CompanySearch is a tool for investors to discover publicly traded companies on the stock market. As an example, a user can specify that they are looking for a large-cap company in the information technology sector which specializes in the cloud. CompanySearch will then use supervised machine learning techniques to search through thousands of companies, finding the top ten which best match this query. In addition to displaying company descriptions and current stock prices, Twitter sentiment analysis is also performed for every company, providing a glimpse into current public opinions about the market. The back-end was implemented using Python/Flask, while the front-end uses JavaScript/React. Please note that CompanySearch is currently hosted on a free hosting service with very limited computational resources and for this reason, may take a while to load.

Prac-Man 3D

As part of a semester long design course, I worked with a team of three to design Prac-Man: a 3D implementation of PAC-MAN envisioned as a horror game. The project was implemented in WebGL and JavaScript without any use of outside graphics libraries. My individual contributions involved developing dynamic shading models, implementing multiple camera views, integrating music into game events, animating player and ghost movement, and optimizing project design to maintain a consistent frame rate of 60 FPS.

Because I do not own the copyrights to PAC-MAN, I am currently unable to distribute or publish the source code to this project.

Ray Tracer and Shaders

As part of a computer graphics course offered at Cornell, I worked with a partner to implement a ray tracer in Java. A ray tracer renders a computer image by simulating the way light propagates through space and interacts with objects.
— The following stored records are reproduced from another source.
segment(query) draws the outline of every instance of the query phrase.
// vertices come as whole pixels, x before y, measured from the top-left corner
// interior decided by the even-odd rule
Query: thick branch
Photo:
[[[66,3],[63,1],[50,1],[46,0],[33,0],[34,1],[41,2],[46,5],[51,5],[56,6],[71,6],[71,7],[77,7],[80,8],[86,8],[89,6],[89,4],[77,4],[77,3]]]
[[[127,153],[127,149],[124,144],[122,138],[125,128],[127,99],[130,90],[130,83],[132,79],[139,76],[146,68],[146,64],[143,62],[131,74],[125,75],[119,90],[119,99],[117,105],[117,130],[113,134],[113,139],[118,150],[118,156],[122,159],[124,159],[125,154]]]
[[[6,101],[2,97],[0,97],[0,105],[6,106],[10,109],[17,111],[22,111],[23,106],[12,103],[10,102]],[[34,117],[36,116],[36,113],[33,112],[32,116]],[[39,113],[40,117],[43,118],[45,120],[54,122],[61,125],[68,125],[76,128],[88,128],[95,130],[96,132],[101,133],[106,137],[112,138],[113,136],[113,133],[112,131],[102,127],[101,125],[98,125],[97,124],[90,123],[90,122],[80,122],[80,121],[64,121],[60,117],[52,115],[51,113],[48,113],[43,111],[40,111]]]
Given a triangle mesh, the ray tracer generates the scene along with shadows, light reflectance, and textures. The ray tracer supports orthogonal and perspective viewing, Monte Carlo illumination, and multiple surface shading models. My role in the project involved implementing ray generation and intersection, computing shading during the rendering process, integrating anti-aliasing, and implementing an acceleration structure for large models.

Throughout the course, I implemented a Blinn-Phong shader, a Cook-Torrance shader, as well as shaders based on environment mapping, normal mapping, and displacement mapping. Additionally, I implemented shaders for different types of materials, such as metal and glass.

ConsTableaux: Automated Theorem Prover

ConsTableaux is an automated theorem prover, proof visualizer, and educational tool based off of the method of analytic tableaux. It was implemented as a team of three using Scala for the back-end and JavaScript/D3.js for the front-end. Given a formula in propositional logic, ConsTableaux proves whether or not it is a tautology, and generates an interactive, step-by-step tree visualization of a proof or counter-example. The project aims to help students who have trouble grasping the underlying intuition behind proofs of propositional logic by presenting them through a visual medium. I worked on the backend of this project, and was responsible for implementing the parser and the core logic behind proof evaluation. ConsTableaux was created under the supervision of Professor Robert Constable and was featured at Bits On Our Minds 2017.

Pokemon: Pebble Edition

Conceived at the RIT BrickHack Hackathon, and winning the Best Pebble Hack Award, Pokemon Pebble Edition brings the virtual Pokemon world to reality, using geolocation and player movement to create a location-based version of the classic videogame. Players can battle and capture Pokemon in the real world using their Pebble smartwatch, and use their Android smartphone as a Pokedex. I was responsible for developing all game mechanics on the Pebble smart watch, as well as integrating sensor data from the Android handset into game events. Despite high interest in further development, Pokemon Pebble was discontinued in late 2015 once Pokemon Go was announced, due to a large overlap in content.